Flags: --voxcpm2-variant {bf16,int8,int4}, --voxcpm2-instruct, --voxcpm2-ref-audio, --voxcpm2-prompt-audio + --voxcpm2-prompt-text, --voxcpm2-cfg-value, --voxcpm2-timesteps, --voxcpm2-max-tokens, --voxcpm2-min-tokens, --seed for reproducible synthesis.

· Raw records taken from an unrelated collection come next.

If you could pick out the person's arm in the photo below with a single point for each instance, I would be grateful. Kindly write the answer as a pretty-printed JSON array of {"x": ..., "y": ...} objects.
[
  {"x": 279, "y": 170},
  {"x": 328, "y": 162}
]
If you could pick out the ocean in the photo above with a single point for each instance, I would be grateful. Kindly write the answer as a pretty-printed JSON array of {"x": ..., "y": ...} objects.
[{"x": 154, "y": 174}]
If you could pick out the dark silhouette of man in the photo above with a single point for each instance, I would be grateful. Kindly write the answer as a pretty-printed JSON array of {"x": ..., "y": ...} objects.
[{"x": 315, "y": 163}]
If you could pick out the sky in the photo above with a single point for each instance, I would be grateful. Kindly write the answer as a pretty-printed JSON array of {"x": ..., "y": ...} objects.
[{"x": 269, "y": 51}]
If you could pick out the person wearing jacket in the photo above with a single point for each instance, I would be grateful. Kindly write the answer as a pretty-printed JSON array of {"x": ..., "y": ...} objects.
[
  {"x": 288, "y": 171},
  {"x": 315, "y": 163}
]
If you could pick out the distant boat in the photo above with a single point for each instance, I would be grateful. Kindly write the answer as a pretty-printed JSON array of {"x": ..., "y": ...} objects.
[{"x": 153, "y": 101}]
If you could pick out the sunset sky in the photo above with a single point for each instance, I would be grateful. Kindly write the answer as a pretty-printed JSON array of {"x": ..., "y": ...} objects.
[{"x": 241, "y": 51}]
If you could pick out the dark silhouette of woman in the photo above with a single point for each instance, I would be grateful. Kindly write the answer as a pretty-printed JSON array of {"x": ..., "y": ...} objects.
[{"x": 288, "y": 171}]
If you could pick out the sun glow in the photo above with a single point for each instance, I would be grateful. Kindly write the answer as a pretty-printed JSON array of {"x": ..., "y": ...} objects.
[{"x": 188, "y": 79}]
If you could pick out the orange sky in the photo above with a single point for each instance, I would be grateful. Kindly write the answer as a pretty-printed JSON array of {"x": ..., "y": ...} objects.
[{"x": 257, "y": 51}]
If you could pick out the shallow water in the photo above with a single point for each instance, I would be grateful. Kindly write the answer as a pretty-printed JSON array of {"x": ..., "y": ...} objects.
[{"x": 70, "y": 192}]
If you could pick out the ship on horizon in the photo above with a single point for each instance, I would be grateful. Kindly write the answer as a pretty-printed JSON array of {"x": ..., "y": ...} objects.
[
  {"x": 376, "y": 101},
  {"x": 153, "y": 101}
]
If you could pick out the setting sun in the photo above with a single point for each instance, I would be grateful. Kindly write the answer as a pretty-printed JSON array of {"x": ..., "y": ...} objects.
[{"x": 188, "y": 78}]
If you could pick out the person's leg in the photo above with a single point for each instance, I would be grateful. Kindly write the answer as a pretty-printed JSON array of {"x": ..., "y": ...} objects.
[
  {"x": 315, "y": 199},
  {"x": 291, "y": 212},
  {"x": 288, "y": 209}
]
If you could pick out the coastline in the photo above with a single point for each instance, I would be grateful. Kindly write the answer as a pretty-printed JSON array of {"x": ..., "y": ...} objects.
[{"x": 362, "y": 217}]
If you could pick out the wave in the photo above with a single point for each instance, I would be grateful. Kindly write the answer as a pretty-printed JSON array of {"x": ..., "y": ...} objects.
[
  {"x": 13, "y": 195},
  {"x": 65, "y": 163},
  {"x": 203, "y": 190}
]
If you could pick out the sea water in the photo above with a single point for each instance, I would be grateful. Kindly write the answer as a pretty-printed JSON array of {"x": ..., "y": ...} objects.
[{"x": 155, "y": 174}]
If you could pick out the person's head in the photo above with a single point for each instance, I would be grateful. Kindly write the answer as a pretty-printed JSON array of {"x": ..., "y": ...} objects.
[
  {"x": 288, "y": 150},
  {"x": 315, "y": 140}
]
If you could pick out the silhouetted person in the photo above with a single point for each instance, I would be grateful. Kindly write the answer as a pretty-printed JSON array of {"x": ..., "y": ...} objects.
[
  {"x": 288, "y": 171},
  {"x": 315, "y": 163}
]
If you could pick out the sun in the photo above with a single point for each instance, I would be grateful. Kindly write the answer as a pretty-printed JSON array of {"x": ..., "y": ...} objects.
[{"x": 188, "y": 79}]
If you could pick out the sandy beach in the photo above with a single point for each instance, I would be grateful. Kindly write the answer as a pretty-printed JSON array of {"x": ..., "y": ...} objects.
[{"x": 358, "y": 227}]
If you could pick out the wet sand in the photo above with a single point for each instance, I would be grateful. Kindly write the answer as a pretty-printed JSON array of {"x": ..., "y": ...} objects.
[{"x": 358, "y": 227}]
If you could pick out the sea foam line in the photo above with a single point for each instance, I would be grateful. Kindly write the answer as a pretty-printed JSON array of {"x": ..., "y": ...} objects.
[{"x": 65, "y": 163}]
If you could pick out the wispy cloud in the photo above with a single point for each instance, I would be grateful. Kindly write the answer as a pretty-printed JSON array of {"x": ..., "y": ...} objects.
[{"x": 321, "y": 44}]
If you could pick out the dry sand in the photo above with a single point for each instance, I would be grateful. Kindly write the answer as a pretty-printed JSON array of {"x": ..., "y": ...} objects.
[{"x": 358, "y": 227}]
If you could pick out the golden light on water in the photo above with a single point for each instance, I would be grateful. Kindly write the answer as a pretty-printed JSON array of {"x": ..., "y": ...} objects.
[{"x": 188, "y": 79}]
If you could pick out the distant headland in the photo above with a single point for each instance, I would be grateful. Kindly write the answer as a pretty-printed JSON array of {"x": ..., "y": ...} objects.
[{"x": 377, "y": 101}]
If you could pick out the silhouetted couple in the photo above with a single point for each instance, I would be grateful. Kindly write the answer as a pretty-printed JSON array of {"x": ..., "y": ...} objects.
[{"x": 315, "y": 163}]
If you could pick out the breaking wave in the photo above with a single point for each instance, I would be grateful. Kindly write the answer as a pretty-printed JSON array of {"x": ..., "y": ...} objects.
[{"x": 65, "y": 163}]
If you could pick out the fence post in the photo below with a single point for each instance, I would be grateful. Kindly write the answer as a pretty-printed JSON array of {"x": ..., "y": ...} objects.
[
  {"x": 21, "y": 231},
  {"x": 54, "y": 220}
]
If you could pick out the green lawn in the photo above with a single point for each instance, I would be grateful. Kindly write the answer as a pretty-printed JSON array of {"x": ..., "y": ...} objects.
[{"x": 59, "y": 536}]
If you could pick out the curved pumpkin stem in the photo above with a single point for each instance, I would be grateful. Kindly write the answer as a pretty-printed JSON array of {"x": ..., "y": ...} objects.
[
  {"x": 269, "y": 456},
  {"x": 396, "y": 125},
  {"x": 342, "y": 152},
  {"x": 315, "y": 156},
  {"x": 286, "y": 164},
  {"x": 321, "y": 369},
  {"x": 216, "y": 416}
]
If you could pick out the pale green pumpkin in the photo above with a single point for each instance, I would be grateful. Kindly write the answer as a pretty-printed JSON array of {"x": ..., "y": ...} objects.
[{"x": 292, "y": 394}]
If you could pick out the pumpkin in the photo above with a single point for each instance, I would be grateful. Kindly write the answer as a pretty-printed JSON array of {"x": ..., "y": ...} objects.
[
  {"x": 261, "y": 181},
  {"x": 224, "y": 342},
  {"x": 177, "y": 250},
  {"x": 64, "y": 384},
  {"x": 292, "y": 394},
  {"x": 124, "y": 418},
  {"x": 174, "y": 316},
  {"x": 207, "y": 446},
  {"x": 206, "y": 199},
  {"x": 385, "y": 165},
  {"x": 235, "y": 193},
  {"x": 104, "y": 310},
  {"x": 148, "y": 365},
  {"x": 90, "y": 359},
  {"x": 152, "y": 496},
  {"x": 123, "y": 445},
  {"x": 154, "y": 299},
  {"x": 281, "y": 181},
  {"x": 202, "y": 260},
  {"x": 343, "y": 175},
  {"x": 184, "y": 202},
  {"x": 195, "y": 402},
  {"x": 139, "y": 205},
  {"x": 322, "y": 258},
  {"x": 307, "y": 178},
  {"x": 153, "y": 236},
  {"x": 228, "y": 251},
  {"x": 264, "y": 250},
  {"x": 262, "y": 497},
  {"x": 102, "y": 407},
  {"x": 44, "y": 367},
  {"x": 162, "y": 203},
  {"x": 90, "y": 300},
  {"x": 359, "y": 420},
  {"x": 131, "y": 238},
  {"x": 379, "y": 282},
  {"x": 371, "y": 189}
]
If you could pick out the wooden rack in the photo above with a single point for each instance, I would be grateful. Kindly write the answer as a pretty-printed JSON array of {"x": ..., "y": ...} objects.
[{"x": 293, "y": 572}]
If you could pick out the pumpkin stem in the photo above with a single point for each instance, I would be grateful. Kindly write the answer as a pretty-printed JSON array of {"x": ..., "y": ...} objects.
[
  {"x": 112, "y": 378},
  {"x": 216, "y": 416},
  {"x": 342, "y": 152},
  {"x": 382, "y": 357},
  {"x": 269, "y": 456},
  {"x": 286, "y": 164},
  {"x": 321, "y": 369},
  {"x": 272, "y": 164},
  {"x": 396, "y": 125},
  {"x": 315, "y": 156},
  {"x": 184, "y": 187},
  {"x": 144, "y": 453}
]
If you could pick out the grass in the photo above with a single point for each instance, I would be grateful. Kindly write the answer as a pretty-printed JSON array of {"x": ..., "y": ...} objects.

Picking among speech-swift TTS modules

	Kokoro-82M	Qwen3-TTS	CosyVoice3	VoxCPM2	VibeVoice 1.5B
Params	82M	0.6 / 1.7 B	0.5B	2B	1.5B
Sample rate	24 kHz	24 kHz	24 kHz	48 kHz	24 kHz
Backend	CoreML (ANE)	MLX, CoreML	MLX	MLX	MLX
Languages	10	10	9	30	EN + ZH
Voice design	Fixed presets	—	—	Instruction-driven	—
Voice cloning	—	ICL reference	Zero-shot reference	Reference + ultimate	Raw audio + transcript
Long-form	Short/medium	Streaming	Streaming	Streaming patches	Up to 90 min

Pick VoxCPM2 when…

…you need 48 kHz output (music / broadcast applications) or natural-language voice design without a reference clip. For maximum-quality short-form English TTS with smaller download, CosyVoice3 or Qwen3-TTS are lighter. For long-form podcast / audiobook in EN/ZH, VibeVoice 1.5B is purpose-built.

Responsible use

Voice cloning is included. Obtain consent for any voice you clone and don't use the model to impersonate individuals, generate disinformation, or commit fraud. The full safety guidance from openbmb/VoxCPM2 applies.